In late 2022 I began to think that we should really be looking to biological systems for clues about how evolution has solved for intelligent systems (to which a reasonable reaction would be “Duh!”). After a few months learning a bit about neuroscience1, one of the subjects I got very interested in is the vision system (in humans and other mammals, primarily).

The ventral / dorsal split

The human vision system has a functional split between two streams of information, the ventral stream and the dorsal stream. The ventral stream is sometimes called the ‘what’ stream, as it is geared towards recognition and identification of objects, while the dorsal stream is sometimes called the ‘where’ stream, and helps with spatial awareness and detection of motion.

There is evidence that this split also exists in other species, from mammals (rats, cats, other primates) and also in birds and reptiles. This hints that the split may perform some rather basic function. It could certainly be a an efficiency enhancement, allowing the vision system to get by with less bandwidth between the eyes and the rest of the brain. But could it be somehow more fundamental?

There has been work trying to apply learnings from the split visual stream. For example, Patrick Mineault and collaborators have done some interesting and clever experiments. But in general it seems like an under-researched area in terms of its importance to AI systems.

I also am a big believer in Yann LeCun’s point of view that we should be focusing on working in the representation space (as opposed to, say, pixel space in the case of images or video). His work on JEPA-type systems is a natural outgrowth of that belief. An idea that has occurred to me recently (after listening to Yann’s latest interview with Lex Fridman) is whether evolution might have arrived at this two-stream mechanism as a way to prevent collapse in a JEPA-like biological system?

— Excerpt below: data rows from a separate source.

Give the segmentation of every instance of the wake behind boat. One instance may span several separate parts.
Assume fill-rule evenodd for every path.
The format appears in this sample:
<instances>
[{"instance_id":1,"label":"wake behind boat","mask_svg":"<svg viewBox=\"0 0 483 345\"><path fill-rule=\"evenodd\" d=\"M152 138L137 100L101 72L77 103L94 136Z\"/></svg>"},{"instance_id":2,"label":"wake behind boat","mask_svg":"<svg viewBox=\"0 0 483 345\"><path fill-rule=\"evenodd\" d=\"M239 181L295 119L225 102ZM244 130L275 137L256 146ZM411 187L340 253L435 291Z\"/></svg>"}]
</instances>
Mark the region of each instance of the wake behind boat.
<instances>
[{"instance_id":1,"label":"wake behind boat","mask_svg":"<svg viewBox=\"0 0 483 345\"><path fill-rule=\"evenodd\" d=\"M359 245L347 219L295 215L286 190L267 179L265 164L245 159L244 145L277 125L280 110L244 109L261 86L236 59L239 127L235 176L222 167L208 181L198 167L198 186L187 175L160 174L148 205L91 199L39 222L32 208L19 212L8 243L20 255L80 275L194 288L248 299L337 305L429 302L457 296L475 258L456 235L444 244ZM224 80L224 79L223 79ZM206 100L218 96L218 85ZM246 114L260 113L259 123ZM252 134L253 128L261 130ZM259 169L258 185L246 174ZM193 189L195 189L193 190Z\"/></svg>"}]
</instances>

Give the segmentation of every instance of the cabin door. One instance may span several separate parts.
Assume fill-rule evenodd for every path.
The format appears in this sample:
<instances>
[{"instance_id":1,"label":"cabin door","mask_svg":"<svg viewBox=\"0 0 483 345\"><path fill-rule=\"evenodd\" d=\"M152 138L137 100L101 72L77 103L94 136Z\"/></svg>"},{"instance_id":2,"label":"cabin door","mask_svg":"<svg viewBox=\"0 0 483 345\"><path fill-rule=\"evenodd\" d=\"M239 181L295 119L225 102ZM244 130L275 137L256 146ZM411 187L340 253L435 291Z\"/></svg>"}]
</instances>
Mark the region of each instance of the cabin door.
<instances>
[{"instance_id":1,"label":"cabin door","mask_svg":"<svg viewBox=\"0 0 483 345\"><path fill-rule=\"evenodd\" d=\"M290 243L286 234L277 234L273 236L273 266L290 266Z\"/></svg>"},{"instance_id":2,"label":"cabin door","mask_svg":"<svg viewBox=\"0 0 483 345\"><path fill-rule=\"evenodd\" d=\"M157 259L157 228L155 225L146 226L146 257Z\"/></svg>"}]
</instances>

That would be interesting to look into.

Eye movement and the fovea

The human fovea feeds high-resolution but very narrow field of view information to both the ventral and dorsal streams, but seems to be more important to the former.

The eye has a number of different mechanisms related to motion. Some, like vergence movements (two eyes focusing on a single object to maintain binocular vision) and reflexive movements (eyes moving to maintain a fixed point of focus while the head / body moves) have a purpose that seems pretty straightforward. Saccades, which are the rapid movements of the eye from one spot to another, I find more interesting.

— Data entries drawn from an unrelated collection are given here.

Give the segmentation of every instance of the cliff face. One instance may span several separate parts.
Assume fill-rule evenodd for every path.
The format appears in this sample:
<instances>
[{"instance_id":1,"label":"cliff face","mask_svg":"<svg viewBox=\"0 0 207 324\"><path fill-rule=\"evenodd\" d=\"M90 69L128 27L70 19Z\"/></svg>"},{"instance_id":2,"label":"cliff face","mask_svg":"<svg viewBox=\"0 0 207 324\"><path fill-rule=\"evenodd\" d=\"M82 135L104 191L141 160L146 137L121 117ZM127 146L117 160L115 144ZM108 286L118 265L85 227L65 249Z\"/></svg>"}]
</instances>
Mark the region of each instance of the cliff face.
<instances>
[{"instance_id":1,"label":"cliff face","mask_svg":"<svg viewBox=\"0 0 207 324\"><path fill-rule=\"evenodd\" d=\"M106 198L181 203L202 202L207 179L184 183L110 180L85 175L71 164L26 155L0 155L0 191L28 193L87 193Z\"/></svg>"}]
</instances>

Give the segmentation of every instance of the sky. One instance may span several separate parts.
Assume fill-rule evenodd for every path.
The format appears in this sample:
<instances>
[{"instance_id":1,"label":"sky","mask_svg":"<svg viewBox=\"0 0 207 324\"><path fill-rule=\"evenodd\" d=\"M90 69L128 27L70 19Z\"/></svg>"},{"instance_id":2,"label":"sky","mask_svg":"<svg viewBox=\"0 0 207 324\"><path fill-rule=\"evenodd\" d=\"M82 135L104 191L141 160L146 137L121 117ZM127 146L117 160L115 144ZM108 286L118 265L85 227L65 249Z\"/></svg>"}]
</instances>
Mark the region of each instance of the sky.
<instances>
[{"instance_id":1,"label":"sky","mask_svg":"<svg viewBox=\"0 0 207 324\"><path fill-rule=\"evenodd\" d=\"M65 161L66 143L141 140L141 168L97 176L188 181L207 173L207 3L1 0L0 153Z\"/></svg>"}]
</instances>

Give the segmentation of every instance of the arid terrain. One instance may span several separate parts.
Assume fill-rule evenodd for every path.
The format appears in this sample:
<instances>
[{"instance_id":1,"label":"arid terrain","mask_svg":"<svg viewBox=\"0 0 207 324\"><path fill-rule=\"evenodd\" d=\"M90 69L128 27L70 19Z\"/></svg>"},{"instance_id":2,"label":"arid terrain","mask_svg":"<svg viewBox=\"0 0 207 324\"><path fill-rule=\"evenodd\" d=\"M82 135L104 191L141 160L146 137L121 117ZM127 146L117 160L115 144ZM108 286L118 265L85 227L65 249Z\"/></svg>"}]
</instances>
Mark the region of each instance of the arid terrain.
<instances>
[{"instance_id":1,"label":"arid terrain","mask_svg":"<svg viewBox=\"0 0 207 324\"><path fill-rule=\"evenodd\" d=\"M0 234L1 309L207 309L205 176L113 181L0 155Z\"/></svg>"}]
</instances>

Interaction with the 3D world

Geoffrey Hinton has long argued that we should be paying close attention to evidence from human perception, as it contains clues that are valuable for designing artificial NNs.2 He has often pointed to his ‘cube on a corner’ demonstration as evidence that humans have built-in mechanisms to handle 3D symmetries, and that this has implications for how we perceive the world and how we learn.

Hinton and colleagues worked for years on ideas related to this. The series of papers related to his ‘capsule’ concepts are a good resource.

Here is a quick sampling of ideas related to the above that have been swirling in my head:

  • Does the split visual stream allow better object detection than a single stream would? Or does it somehow allow a better internal representation of the world?
  • Are eye saccades somehow critical to allow recognition of parts and assembling them into a whole?
  • Are eye saccades somehow key to the learning process in the visual system? For example, do they provide a contrastive signal to the system (for example, as discussed in the CLAPP paper by Illing et al.)? Do they afford some sort of attentional or energy efficiency? (Related: Streaming Data Augmentation?)
  • How does visual ‘crowding’ fit into the picture? This effect seems like a shortcoming or side effect of our vision system, but is it important in some way?
  • Could eye motion play into the concept of ‘fast weights’ in a system? Hinton touched on fast weights briefly at the end of his Turing Award acceptance speech (though his focus there was not vision-related).

All of this to say: it seems like there is an entire research program out there for a group that wants to undertake it! I’ve started to dabble just a bit.

Footnotes

  1. Insights from the Brain, by Matthieu Thiboust, is a great place to start

  2. As have others, like Ray Kurzweil in How to Create a Mind and Jeff Hawkins in A Thousand Brains (although their views do not totally align on the details!).